Favorite piece you've ever done: I tattooed one of my blue boy sketches on the studio manager at Earth Altar, Matt, and I really love that piece.
If you weren't tattooing what else would you be doing? If I wasn’t tattooing I would definitely be painting. I studied in UCLA’s art department and focused on painting. It was my first love and it’s something I’m so passionate about.
Best advice for anyone getting their first tat? The best advice I can give someone would be don’t get your ideas from other people’s tattoos! Images online are a great resource for inspiration, but try and have the inspiration be true and meaningful to you. Also, listen to your artist! They will give great recommendations and help your design be unique.

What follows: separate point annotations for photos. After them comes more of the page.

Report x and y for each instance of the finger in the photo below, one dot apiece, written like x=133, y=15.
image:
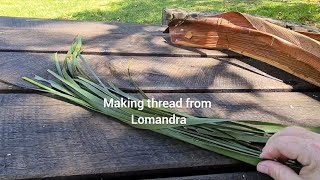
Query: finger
x=277, y=170
x=297, y=132
x=290, y=147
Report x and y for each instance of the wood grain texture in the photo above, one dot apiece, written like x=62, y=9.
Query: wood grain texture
x=18, y=34
x=46, y=137
x=161, y=73
x=224, y=176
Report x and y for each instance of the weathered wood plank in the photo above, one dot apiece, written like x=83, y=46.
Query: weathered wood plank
x=162, y=73
x=224, y=176
x=44, y=137
x=99, y=38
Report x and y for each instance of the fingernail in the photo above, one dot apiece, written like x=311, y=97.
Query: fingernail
x=262, y=154
x=262, y=168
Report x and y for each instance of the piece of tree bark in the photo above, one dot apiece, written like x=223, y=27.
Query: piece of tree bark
x=285, y=49
x=169, y=15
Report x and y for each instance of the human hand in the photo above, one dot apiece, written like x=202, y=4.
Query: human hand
x=296, y=144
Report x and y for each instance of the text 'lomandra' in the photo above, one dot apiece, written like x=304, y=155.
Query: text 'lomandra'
x=152, y=103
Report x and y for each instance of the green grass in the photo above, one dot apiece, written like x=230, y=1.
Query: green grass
x=149, y=12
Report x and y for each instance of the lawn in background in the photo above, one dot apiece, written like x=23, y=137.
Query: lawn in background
x=149, y=11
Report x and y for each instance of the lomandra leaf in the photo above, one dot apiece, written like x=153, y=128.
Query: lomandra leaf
x=294, y=52
x=238, y=140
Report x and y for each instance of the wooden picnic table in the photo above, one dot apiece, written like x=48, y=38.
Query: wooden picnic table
x=42, y=136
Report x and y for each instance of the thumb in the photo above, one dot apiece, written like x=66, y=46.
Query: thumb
x=277, y=170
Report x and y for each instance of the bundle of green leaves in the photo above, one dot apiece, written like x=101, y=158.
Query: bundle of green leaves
x=78, y=83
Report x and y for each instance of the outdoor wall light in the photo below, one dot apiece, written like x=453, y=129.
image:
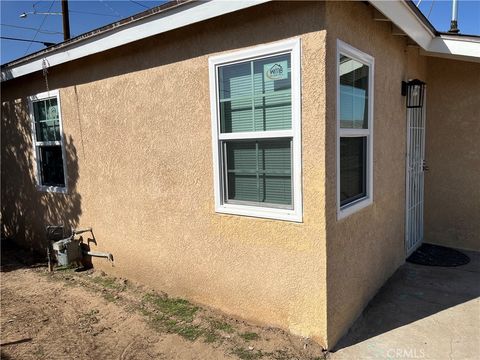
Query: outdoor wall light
x=414, y=91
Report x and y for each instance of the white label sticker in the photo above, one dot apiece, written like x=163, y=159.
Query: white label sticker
x=276, y=71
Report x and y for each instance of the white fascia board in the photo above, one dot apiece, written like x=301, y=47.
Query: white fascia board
x=455, y=47
x=403, y=16
x=174, y=18
x=467, y=48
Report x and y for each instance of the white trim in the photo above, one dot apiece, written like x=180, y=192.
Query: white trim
x=293, y=47
x=348, y=50
x=256, y=135
x=458, y=47
x=170, y=19
x=36, y=144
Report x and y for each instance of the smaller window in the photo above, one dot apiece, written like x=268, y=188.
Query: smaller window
x=354, y=129
x=48, y=141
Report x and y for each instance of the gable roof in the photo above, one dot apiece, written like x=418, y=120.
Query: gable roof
x=179, y=13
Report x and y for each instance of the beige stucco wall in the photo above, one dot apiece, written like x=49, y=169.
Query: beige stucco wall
x=452, y=185
x=138, y=137
x=364, y=249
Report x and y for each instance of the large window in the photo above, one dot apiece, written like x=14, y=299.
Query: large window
x=48, y=141
x=354, y=129
x=255, y=98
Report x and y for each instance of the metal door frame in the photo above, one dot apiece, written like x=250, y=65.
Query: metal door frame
x=415, y=177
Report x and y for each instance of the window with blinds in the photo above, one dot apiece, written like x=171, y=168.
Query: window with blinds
x=355, y=73
x=256, y=135
x=47, y=135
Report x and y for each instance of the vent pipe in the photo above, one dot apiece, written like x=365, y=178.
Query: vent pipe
x=453, y=23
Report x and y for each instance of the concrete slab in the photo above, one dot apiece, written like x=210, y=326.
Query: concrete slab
x=422, y=312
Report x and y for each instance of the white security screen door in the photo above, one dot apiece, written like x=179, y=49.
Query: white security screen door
x=415, y=162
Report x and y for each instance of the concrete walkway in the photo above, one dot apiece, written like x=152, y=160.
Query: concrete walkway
x=421, y=313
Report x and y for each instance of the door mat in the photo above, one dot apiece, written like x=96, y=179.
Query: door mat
x=434, y=255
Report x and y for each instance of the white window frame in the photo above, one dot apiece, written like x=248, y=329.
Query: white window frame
x=36, y=144
x=355, y=54
x=293, y=47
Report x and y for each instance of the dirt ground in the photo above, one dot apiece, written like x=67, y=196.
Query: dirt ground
x=87, y=315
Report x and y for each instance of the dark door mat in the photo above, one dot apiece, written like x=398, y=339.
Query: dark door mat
x=434, y=255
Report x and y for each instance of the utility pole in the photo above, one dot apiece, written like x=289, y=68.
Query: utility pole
x=66, y=20
x=454, y=23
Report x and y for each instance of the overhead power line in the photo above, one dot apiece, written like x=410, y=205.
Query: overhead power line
x=29, y=28
x=139, y=4
x=46, y=43
x=91, y=13
x=40, y=27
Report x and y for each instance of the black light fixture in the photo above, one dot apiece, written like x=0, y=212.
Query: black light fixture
x=414, y=90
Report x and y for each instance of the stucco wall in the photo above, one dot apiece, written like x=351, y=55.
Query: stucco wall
x=138, y=137
x=452, y=185
x=365, y=248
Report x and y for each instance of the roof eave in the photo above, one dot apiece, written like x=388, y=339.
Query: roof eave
x=173, y=18
x=411, y=21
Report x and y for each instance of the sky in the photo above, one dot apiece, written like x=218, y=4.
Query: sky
x=89, y=15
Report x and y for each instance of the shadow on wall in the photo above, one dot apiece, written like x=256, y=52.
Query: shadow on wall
x=25, y=211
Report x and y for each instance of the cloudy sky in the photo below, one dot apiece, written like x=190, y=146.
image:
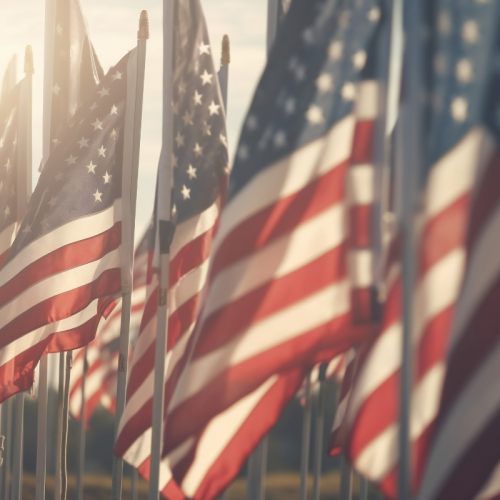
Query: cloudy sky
x=113, y=27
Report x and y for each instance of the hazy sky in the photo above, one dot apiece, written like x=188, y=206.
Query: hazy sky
x=113, y=27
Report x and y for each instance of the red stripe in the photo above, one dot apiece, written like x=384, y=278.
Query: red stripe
x=281, y=218
x=62, y=259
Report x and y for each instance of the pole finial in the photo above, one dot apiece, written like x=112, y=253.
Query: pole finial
x=29, y=66
x=143, y=25
x=226, y=52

What artists — tattoo or otherwise — do you most look up to? I have a long list of artists that I look up to and they range from painters, photographers, performance artists, etc. A short list would be: Felix Gonzales Torres, Frida Kahlo, Robert Mapplethorpe, George Platt Lynes, Jenny Holzer, and Mierle Laderman Ukeles. These artists have pushed the boundaries of art in different ways and they have inspired me to establish a deeper meaning in the work that I do.
What about living and working in LA influences you most? I love the diversity found within the city and the great range of accessible art and culture that can be found here. Being queer and Latinx I feel like I have a community here that is supportive and pushes you to reach your potential. The beauty and richness from these queer friends and spaces becomes this source of creativity that is essential.

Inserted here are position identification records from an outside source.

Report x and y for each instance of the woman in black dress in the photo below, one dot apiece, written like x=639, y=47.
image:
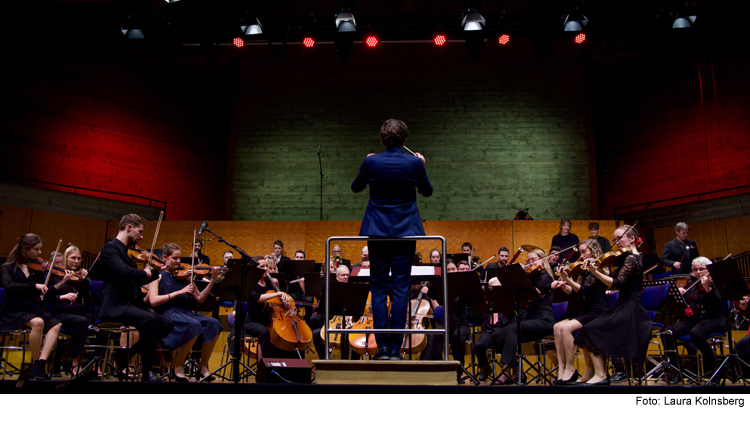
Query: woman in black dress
x=537, y=320
x=706, y=316
x=171, y=298
x=71, y=303
x=23, y=305
x=625, y=329
x=594, y=305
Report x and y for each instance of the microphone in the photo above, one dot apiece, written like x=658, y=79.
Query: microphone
x=203, y=227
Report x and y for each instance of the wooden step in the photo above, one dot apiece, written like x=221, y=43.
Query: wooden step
x=378, y=372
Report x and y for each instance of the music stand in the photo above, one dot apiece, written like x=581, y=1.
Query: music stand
x=240, y=280
x=347, y=299
x=731, y=284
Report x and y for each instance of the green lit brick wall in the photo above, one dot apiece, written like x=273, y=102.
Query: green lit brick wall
x=504, y=133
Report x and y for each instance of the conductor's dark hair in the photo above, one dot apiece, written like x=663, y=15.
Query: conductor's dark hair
x=393, y=133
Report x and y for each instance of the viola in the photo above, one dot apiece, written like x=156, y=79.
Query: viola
x=41, y=265
x=139, y=255
x=288, y=331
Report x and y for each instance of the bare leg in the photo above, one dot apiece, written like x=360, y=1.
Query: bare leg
x=206, y=351
x=179, y=356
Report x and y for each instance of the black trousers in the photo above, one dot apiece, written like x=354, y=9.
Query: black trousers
x=151, y=328
x=699, y=332
x=506, y=338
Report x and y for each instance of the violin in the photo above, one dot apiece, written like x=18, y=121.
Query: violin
x=139, y=255
x=420, y=309
x=288, y=331
x=40, y=265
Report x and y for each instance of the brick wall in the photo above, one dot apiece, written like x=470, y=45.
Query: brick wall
x=117, y=122
x=670, y=125
x=504, y=133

Where do you see the tattoo industry going or where do you want it to go? I can definitely see the tattoo industry opening up more to different styles of tattoos, much more than it has been. I also think that traditional tattoo spaces are changing in a way that they are becoming something much larger than a tattoo shop itself. For example, not only is Earth Altar Studio a tattoo shop, but it is a welcoming safe space that promotes creativity and community engagement through events and workshops.

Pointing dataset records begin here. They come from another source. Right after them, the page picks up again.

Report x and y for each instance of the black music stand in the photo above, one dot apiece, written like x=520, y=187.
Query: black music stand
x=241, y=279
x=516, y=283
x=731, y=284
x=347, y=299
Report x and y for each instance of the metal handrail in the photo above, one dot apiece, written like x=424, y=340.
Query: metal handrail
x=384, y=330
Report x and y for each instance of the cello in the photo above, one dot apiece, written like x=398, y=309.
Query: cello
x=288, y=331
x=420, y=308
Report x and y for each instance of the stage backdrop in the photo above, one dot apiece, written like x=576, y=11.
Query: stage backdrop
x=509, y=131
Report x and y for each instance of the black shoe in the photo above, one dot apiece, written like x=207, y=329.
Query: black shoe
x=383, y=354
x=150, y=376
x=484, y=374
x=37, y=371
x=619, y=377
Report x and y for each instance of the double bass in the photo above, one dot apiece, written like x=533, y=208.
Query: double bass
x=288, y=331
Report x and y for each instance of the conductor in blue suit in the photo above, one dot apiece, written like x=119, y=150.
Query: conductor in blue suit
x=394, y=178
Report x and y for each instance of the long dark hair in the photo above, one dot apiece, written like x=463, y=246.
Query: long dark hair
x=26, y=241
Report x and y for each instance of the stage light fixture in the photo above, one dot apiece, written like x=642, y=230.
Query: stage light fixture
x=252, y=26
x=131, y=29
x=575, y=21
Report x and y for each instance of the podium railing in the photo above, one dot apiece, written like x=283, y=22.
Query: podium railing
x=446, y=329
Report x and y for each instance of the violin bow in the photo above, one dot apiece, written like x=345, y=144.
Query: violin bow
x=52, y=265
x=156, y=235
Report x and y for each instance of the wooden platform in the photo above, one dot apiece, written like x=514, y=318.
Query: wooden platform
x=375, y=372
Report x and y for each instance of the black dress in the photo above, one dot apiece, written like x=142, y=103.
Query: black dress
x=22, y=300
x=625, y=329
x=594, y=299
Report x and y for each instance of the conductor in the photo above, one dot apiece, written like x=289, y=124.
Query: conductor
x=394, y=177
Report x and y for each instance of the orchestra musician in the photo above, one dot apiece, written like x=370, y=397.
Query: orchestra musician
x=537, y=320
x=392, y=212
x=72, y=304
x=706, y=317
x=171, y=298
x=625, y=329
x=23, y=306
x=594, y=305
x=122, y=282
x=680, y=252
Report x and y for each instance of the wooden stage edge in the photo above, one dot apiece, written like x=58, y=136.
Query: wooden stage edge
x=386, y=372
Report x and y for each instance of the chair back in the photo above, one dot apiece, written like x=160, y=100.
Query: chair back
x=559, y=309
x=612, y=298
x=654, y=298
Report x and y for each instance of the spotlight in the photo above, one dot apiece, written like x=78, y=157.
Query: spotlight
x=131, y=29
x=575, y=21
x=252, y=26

From a teeny-tiny bee decorating a collarbone to ultra-fine bands and dots adorning fingers, Grooveline is one to watch for some the most delicate stick-and-pokes you’re likely to find in town. As an LA native, she’s well-versed in the flora and fauna of her hometown, so if you’re seeking palm trees, cacti, and poppies — she’s got you.
Name: Cambria Leach
Hometown: Born in LA, but spent most of my life in a few different towns in the Central Coast.
Where you typically work from: Home.
Your tattoo style in three words: Delicate, simple, stylistic.
Weirdest request for a tattoo: A machine gun tattoo on the side of the client’s face. I just said it wasn’t really my style.
Favorite piece you've ever done: I would have to say a small koi. I had done this client’s first ever tattoo the month before and she was jonesing for a second. When I finished we were both beaming over how it turned out and seeing a client tear up over your art on them is (cheesy as it sounds) the most rewarding feeling!
If you weren't tattooing what else would you be doing? Probably freelance design work and illustrations.
Best advice for anyone getting their first tat: Research your artist! And be willing to wait till you find one that understands your vision and can execute it well.
What artists — tattoo or otherwise — do you most look up to? My two favorite tattoo artists right now are Lara Maju and Jessica Chen. Very different styles, but incredibly distinctive. They inspire me with almost every piece! I hope to get tattooed by both of them someday.
What about living and working in LA influences you most? The challenge. I have to push here, I have to make my own way. This is a competitive city with countless tattoo artists. I think you have to craft something truly distinctive to make it and that drives me.
Where do you see the tattoo industry going or where do you want it to go? I see it being redefined. I see artists creating unique environments and experiences for clients. I see work continuously pushing what people think a tattoo can and should be and I love it! I hope it continues to evolve and that I can be apart of that happening.